This pulse Charm Tech has been cranking out features and docs: we’ve shipped a new charm library for portable K8s and machines path operations, we’ve shipped several versions of the Jubilant charm integration testing library, ops[tracing]
is coming soon, and we’ve added a new docs site for charm library documentation.
Ops
- Continued work on specs and proofs-of-concept for validating config, action parameter, and relation data.
Charming
- Published our new library charmlibs-pathops on PyPI as an alpha release – 1.0 coming soon! Pathops provides a pathlib-like interface for file operations in K8s charms’ workload containers. Please try it out and open an issue if you encounter any bugs or are missing any features.
- Added features to Jubilant, our upcoming integration testing library. This includes various fixes and features, including improved status logging, and methods for exec, ssh, remove_relation, remove_application, trust, offer, ssh. And we released version 0.4.0.
- Migrated the discourse-k8s charm’s integration tests from pytest-operator to Jubilant, in part as a demonstration of Jubilant and how to use it. See that PR and read our docs if you want to port your own integration tests (we’ll help, though we’re unlikely to do it for you :-).
- Worked hard on
ops[tracing]
, which is in review and should be landing on your doorstep any time now! This will bring charm tracing features right into Ops. - Updated the charmcraft init templates for the kubernetes and machine profiles, including a standalone module for workload-specific logic. Our plan is for the updated profiles to ship with Charmcraft 4.0.
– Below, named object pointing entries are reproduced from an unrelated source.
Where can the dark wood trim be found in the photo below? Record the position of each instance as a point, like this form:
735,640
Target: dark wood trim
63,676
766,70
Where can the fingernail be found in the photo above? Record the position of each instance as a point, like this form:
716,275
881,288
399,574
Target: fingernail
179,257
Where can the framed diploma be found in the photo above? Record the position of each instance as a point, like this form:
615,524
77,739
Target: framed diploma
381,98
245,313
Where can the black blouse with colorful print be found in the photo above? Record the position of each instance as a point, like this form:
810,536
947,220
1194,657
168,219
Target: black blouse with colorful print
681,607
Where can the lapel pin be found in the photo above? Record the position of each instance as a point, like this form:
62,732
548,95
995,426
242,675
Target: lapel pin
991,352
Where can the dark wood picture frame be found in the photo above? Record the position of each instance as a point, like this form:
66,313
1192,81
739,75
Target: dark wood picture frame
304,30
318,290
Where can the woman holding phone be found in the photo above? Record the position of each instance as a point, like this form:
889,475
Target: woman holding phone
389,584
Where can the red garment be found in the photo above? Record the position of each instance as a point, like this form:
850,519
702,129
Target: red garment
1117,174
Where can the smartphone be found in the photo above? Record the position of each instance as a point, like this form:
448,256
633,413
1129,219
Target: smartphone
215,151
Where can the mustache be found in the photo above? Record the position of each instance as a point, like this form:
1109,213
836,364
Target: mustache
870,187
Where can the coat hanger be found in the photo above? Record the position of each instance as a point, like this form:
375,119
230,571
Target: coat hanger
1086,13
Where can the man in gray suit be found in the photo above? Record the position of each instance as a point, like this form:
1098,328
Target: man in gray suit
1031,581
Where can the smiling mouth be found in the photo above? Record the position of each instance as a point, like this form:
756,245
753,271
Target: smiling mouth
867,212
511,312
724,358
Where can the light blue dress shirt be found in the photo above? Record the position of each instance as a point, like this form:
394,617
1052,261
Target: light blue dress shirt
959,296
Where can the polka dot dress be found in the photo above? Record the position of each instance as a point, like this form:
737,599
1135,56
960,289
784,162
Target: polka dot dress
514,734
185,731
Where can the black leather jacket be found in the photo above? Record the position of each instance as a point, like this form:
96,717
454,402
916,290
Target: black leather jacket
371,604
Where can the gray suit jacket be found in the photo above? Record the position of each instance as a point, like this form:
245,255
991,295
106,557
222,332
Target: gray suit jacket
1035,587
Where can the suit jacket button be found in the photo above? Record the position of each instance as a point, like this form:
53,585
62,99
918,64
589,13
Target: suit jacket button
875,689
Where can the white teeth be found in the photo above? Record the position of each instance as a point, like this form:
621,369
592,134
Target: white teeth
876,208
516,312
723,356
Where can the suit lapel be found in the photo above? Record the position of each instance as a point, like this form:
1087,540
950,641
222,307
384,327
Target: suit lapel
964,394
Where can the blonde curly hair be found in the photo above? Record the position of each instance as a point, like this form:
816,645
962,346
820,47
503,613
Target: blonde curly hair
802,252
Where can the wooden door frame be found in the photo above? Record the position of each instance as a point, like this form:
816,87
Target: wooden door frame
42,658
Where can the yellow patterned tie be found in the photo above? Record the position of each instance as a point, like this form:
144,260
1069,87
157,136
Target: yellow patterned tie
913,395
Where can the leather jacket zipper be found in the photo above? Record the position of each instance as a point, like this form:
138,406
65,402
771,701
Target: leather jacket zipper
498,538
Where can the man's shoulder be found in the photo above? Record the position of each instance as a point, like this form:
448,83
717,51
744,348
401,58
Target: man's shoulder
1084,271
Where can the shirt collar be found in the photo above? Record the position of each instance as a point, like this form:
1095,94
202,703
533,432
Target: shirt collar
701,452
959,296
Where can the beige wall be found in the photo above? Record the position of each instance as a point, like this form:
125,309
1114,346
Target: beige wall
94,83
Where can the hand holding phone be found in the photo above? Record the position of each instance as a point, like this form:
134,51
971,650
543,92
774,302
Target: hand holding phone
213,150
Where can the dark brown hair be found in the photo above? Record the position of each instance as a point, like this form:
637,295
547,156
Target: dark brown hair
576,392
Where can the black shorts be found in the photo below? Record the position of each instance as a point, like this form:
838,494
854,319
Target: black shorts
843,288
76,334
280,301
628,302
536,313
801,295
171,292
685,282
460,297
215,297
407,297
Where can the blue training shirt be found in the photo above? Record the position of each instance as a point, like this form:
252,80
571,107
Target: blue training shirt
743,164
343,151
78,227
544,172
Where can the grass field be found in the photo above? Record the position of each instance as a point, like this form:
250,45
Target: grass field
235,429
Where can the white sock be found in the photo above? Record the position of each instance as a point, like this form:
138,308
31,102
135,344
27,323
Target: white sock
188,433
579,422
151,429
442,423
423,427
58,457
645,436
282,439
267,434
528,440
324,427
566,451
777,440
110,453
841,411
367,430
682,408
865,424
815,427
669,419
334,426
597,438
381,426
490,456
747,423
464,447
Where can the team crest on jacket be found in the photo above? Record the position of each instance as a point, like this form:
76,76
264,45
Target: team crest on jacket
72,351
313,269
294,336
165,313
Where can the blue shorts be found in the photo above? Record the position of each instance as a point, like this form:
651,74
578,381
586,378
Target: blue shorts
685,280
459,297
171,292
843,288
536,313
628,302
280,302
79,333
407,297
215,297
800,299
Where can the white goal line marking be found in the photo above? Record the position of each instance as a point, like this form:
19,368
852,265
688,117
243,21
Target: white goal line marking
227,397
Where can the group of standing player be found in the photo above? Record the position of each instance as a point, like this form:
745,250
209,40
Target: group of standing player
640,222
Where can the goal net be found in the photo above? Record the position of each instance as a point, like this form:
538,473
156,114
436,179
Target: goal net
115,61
- Hosted an AMA with the Observability Core team.
Pebble
- Tightened permissions of the
--create-dirs
directory. - Updated Pebble SSDLC information, particularly the threat model with the new metrics feature.
Documentation
- Started work on a spec for guidance on sharing code between pairs of machine and Kubernetes charms.
- Created a new charmlibs documentation site, including a how-to guide for distributing charm libraries as Python packages. We recommend using the charmlibs namespace when distributing your charm libraries on PyPI.
- Added examples to our guidance about designing Python modules in a charm.
- Added a how-to to describe how to use tail -F for workload log files.